İhbar üzerine gelen itfaiye, yangın söz konusu olmadığı için, yanı bitti kabul ederek zabıt tutuyor. Bu sırada çatıdan dumanlar çıkıyor ve alevler büyüyor. Bina büyük ölçüde ahşap bina, çok eski kuru tahtalarımız var, bu nedenle söndürülmesi zor oluyor.
Umarım sadece çatı ve altındaki kat zarar görmüş olur, diğer katlara sıçramaz. Burası öğrencilerin olduğu kısım değil, idari personelin ve öğretim üyelerinin olduğu kısım. Öğrenciler yolun karşısındaki binada öğretim görüyor."
Eski İstanbul İtfaiye Müdürü Metin Demir, bu tür tarihi binalardaki yangınlara uzun yıllar sonucu biriken tozların neden olduğunu söyledi.
Demir şu ifadeleri kullandı: "Tarihi binalarımızın yaklaşık yüzde 70'i ahşaptır. Bu tür binaların iç kısımlarında yangın başlamışsa binayı sarmadan belli olmaz ve yangın anlaşıldığında iş işten geçmiş olur. Tarihi binaların özellikle çatı katı ve ara bölümlerinde yılların verdiği toz birikmesi olur. Bu tozların birikmesi sonucu barut gibi olur ve en ufak bir kıvılcımda alev alır.
Tarihi binalarımızın bakımları ve yangınla ilgili güvenlik önlemleri maalesef alınmıyor. İtfaiye tüm gücüyle müdahale ediyor.
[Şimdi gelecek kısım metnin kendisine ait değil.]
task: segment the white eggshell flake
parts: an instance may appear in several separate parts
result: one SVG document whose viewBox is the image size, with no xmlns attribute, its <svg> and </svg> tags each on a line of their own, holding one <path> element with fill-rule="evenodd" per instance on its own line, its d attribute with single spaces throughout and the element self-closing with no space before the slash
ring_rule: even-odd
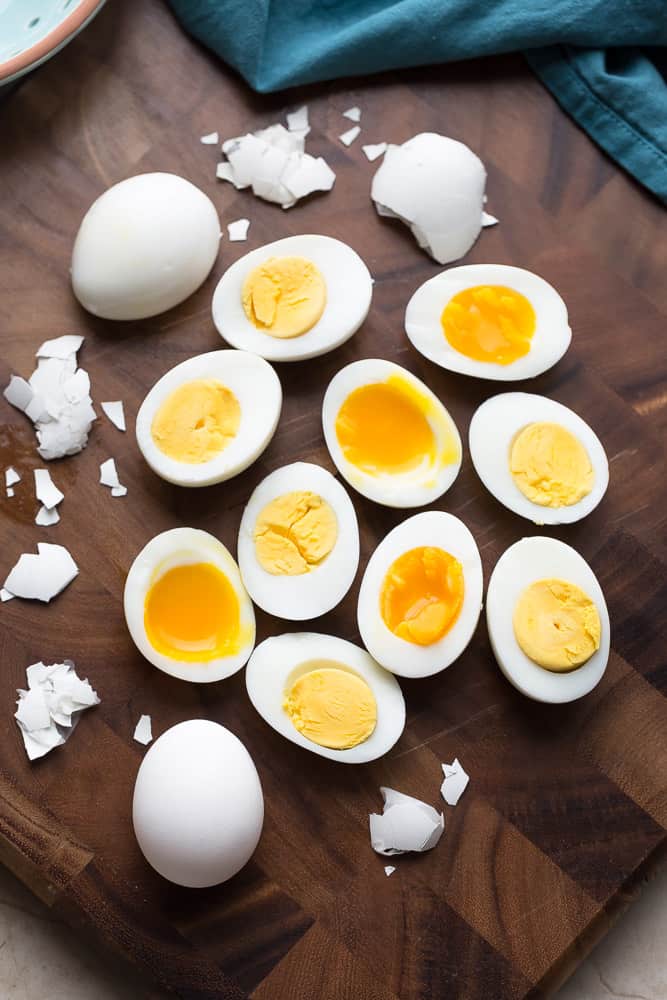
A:
<svg viewBox="0 0 667 1000">
<path fill-rule="evenodd" d="M 197 379 L 215 379 L 238 400 L 241 419 L 235 437 L 208 462 L 179 462 L 153 440 L 153 420 L 171 393 Z M 282 389 L 268 362 L 245 351 L 211 351 L 188 358 L 163 375 L 144 399 L 137 414 L 139 450 L 147 463 L 167 482 L 178 486 L 210 486 L 247 469 L 273 437 L 282 407 Z"/>
<path fill-rule="evenodd" d="M 528 299 L 535 311 L 530 350 L 507 365 L 469 358 L 445 337 L 440 322 L 445 306 L 459 292 L 478 285 L 511 288 Z M 467 264 L 429 278 L 408 302 L 405 332 L 419 353 L 441 368 L 502 382 L 541 375 L 560 361 L 572 339 L 567 307 L 556 289 L 532 271 L 508 264 Z"/>
<path fill-rule="evenodd" d="M 464 143 L 422 132 L 387 147 L 371 198 L 380 215 L 400 219 L 420 247 L 448 264 L 479 236 L 485 185 L 484 164 Z"/>
<path fill-rule="evenodd" d="M 363 743 L 348 750 L 320 746 L 303 736 L 283 708 L 290 687 L 302 674 L 321 661 L 351 671 L 370 687 L 377 704 L 377 724 Z M 387 753 L 405 727 L 403 694 L 390 673 L 359 646 L 332 635 L 294 632 L 265 639 L 254 651 L 246 668 L 250 701 L 276 732 L 312 753 L 346 764 L 362 764 Z"/>
<path fill-rule="evenodd" d="M 380 611 L 380 595 L 390 566 L 403 553 L 421 546 L 443 549 L 463 567 L 464 595 L 458 618 L 430 646 L 395 635 Z M 385 669 L 401 677 L 429 677 L 448 667 L 467 647 L 481 606 L 482 563 L 475 539 L 453 514 L 425 511 L 390 531 L 369 559 L 359 590 L 357 622 L 364 646 Z"/>
<path fill-rule="evenodd" d="M 247 276 L 270 257 L 304 257 L 318 268 L 327 301 L 320 319 L 299 337 L 280 339 L 258 329 L 243 309 Z M 359 254 L 331 236 L 288 236 L 247 253 L 223 274 L 213 295 L 213 322 L 221 337 L 268 361 L 303 361 L 340 347 L 368 315 L 373 281 Z"/>
<path fill-rule="evenodd" d="M 268 573 L 255 551 L 255 525 L 272 500 L 293 491 L 322 497 L 336 515 L 334 548 L 307 573 Z M 269 614 L 291 621 L 316 618 L 336 607 L 352 586 L 359 565 L 359 527 L 352 501 L 330 472 L 309 462 L 276 469 L 252 493 L 241 518 L 238 539 L 241 577 L 255 604 Z"/>
<path fill-rule="evenodd" d="M 544 507 L 526 497 L 512 478 L 510 452 L 516 435 L 533 423 L 559 424 L 586 449 L 593 468 L 593 488 L 569 507 Z M 602 442 L 573 410 L 555 399 L 528 392 L 492 396 L 470 422 L 470 454 L 477 475 L 489 493 L 509 510 L 534 524 L 572 524 L 586 517 L 602 500 L 609 485 L 609 463 Z"/>
<path fill-rule="evenodd" d="M 581 667 L 555 673 L 534 663 L 519 646 L 513 615 L 522 592 L 538 580 L 561 579 L 580 587 L 594 601 L 602 626 L 600 646 Z M 609 659 L 609 612 L 597 577 L 583 556 L 555 538 L 522 538 L 496 563 L 486 595 L 486 621 L 498 666 L 517 690 L 535 701 L 562 704 L 588 694 L 602 678 Z"/>
</svg>

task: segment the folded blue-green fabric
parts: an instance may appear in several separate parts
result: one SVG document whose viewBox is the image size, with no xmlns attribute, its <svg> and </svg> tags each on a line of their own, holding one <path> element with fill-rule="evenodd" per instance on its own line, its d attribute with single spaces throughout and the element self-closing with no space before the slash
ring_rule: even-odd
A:
<svg viewBox="0 0 667 1000">
<path fill-rule="evenodd" d="M 667 201 L 665 0 L 170 0 L 263 93 L 525 52 L 563 108 Z"/>
</svg>

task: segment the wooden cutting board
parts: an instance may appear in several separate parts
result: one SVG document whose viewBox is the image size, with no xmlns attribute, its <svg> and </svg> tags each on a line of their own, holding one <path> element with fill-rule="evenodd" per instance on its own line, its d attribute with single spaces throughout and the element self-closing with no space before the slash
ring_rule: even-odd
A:
<svg viewBox="0 0 667 1000">
<path fill-rule="evenodd" d="M 236 135 L 308 100 L 311 152 L 337 172 L 329 195 L 289 212 L 214 179 L 215 148 L 199 136 Z M 580 703 L 539 706 L 497 669 L 483 622 L 440 676 L 402 682 L 408 724 L 383 760 L 347 767 L 308 754 L 269 729 L 243 674 L 211 686 L 172 680 L 127 634 L 125 574 L 154 534 L 193 525 L 234 549 L 241 511 L 272 469 L 297 459 L 331 469 L 320 403 L 344 364 L 374 355 L 417 373 L 465 435 L 496 387 L 448 375 L 403 333 L 405 304 L 437 268 L 369 202 L 375 167 L 360 142 L 337 139 L 340 112 L 363 109 L 363 139 L 402 142 L 438 130 L 469 143 L 489 169 L 489 210 L 501 220 L 470 261 L 532 268 L 562 293 L 574 339 L 567 356 L 527 384 L 577 410 L 611 461 L 609 492 L 585 521 L 553 532 L 589 560 L 605 591 L 613 651 L 599 687 Z M 518 57 L 344 81 L 260 97 L 181 34 L 157 0 L 109 4 L 65 52 L 0 112 L 0 382 L 28 375 L 42 340 L 85 334 L 80 362 L 94 399 L 125 401 L 123 435 L 103 417 L 81 455 L 51 465 L 62 519 L 33 524 L 27 421 L 0 402 L 0 462 L 23 475 L 0 498 L 0 576 L 39 539 L 61 542 L 80 575 L 51 605 L 2 605 L 4 711 L 0 856 L 52 910 L 184 998 L 257 1000 L 519 1000 L 545 996 L 586 953 L 664 854 L 667 825 L 667 595 L 665 594 L 665 312 L 661 209 L 558 110 Z M 349 124 L 349 122 L 347 123 Z M 247 244 L 224 241 L 203 288 L 155 320 L 112 324 L 74 302 L 72 241 L 109 184 L 171 170 L 207 191 L 223 222 L 251 220 Z M 271 446 L 246 473 L 205 490 L 169 486 L 143 463 L 134 416 L 153 382 L 179 361 L 222 347 L 210 317 L 215 283 L 233 260 L 300 232 L 339 237 L 375 277 L 371 314 L 331 355 L 279 369 L 285 406 Z M 523 388 L 524 386 L 521 386 Z M 500 388 L 500 387 L 498 387 Z M 98 484 L 113 455 L 129 492 Z M 358 641 L 354 609 L 369 554 L 405 515 L 354 496 L 362 561 L 346 600 L 314 627 Z M 489 496 L 464 456 L 438 506 L 460 514 L 485 576 L 531 533 Z M 258 639 L 285 625 L 259 614 Z M 288 626 L 289 627 L 289 626 Z M 15 690 L 35 660 L 71 657 L 100 693 L 67 745 L 29 764 L 12 719 Z M 143 861 L 130 825 L 143 749 L 141 713 L 156 734 L 206 717 L 246 743 L 266 796 L 252 862 L 206 891 L 178 889 Z M 471 775 L 428 855 L 401 858 L 386 878 L 369 844 L 368 813 L 388 784 L 442 805 L 440 762 Z"/>
</svg>

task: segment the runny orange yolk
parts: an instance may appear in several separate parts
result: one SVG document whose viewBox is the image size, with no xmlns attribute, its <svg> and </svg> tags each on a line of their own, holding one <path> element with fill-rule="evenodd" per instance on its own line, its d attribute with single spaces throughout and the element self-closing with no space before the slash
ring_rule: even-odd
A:
<svg viewBox="0 0 667 1000">
<path fill-rule="evenodd" d="M 476 285 L 449 300 L 440 317 L 448 342 L 467 358 L 510 365 L 528 354 L 535 310 L 504 285 Z"/>
<path fill-rule="evenodd" d="M 463 606 L 461 563 L 449 552 L 422 545 L 394 560 L 382 582 L 380 613 L 394 635 L 418 646 L 442 639 Z"/>
<path fill-rule="evenodd" d="M 242 642 L 236 592 L 212 563 L 174 566 L 159 576 L 146 595 L 144 626 L 158 653 L 190 663 L 231 656 Z"/>
</svg>

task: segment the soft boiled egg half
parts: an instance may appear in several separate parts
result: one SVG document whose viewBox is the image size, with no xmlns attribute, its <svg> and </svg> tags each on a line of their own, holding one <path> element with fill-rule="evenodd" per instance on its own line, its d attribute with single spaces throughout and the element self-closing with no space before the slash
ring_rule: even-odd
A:
<svg viewBox="0 0 667 1000">
<path fill-rule="evenodd" d="M 535 701 L 592 691 L 609 659 L 609 614 L 593 570 L 555 538 L 523 538 L 500 557 L 486 595 L 489 638 L 507 679 Z"/>
<path fill-rule="evenodd" d="M 125 621 L 153 666 L 181 680 L 229 677 L 255 645 L 255 612 L 233 558 L 195 528 L 156 535 L 125 582 Z"/>
<path fill-rule="evenodd" d="M 444 670 L 470 642 L 482 608 L 482 563 L 463 521 L 426 511 L 403 521 L 371 556 L 359 591 L 362 641 L 401 677 Z"/>
<path fill-rule="evenodd" d="M 598 436 L 562 403 L 527 392 L 492 396 L 470 423 L 470 454 L 487 490 L 535 524 L 571 524 L 609 484 Z"/>
<path fill-rule="evenodd" d="M 288 236 L 237 260 L 213 295 L 213 322 L 232 347 L 301 361 L 345 343 L 366 319 L 368 268 L 331 236 Z"/>
<path fill-rule="evenodd" d="M 276 469 L 243 512 L 238 557 L 248 593 L 269 614 L 303 621 L 330 611 L 359 565 L 357 515 L 344 487 L 309 462 Z"/>
<path fill-rule="evenodd" d="M 408 302 L 405 332 L 441 368 L 507 382 L 545 372 L 572 339 L 555 288 L 506 264 L 469 264 L 429 278 Z"/>
<path fill-rule="evenodd" d="M 250 657 L 246 685 L 276 732 L 331 760 L 375 760 L 405 726 L 396 678 L 365 649 L 336 636 L 295 632 L 265 639 Z"/>
<path fill-rule="evenodd" d="M 353 361 L 334 375 L 322 423 L 341 475 L 388 507 L 432 503 L 461 468 L 461 438 L 449 413 L 428 386 L 392 361 Z"/>
<path fill-rule="evenodd" d="M 151 469 L 178 486 L 230 479 L 274 435 L 282 389 L 271 365 L 245 351 L 211 351 L 163 375 L 137 414 L 137 444 Z"/>
</svg>

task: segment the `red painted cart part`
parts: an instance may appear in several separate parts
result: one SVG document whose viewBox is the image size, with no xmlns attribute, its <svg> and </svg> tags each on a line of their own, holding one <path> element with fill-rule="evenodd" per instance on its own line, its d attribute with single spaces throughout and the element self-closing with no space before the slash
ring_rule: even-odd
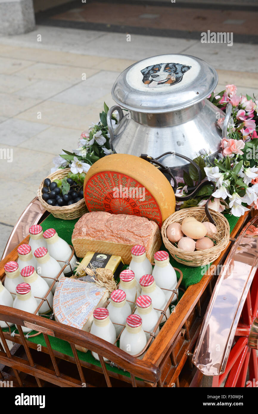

Rüzgar, müdahale çalışmalarını zorlaştırıyor. En büyük korkum yangının diğer binalara sirayet etmesi. Böyle bir durumda sahildeki bütün binalar yanabilir. Bu saatten sonra bina kontrol altına alınsa bile o binadan hayır gelmez. Çok sayıda tarihi binamız var. En azından bundan sonra onları korumalıyız."
Üniversitenin eski rektörlerinden Erdoğan Teziç ve tarihçi İlber Ortaylı ise arşivde bulunan kitaplara dikkat çekti. Binada kendi bağışladığı 6 bin kitabın olduğunu söyleyen Ortaylı, bu kitaplardan bazılarının bulunamayacak nitelikte olduğunu söyledi.
Binanın onarımı için Galatasaray kurumu mensuplarına büyük iş düştüğünü söyleyen Teziç ise, "Bina bir şekilde restore edilebilir. Ancak çok zengin bir kitap malzemesi vardı orada. Ben 50 yıllık kitaplarımı oraya bağışlamıştım. Başka yerlerde bulunma imkanı olmayan nadide eserler bulunuyordu. Bunların hepsi heralde kullanılamayacak hale geldi. Bunların telafisi çok zor" diye konuştu.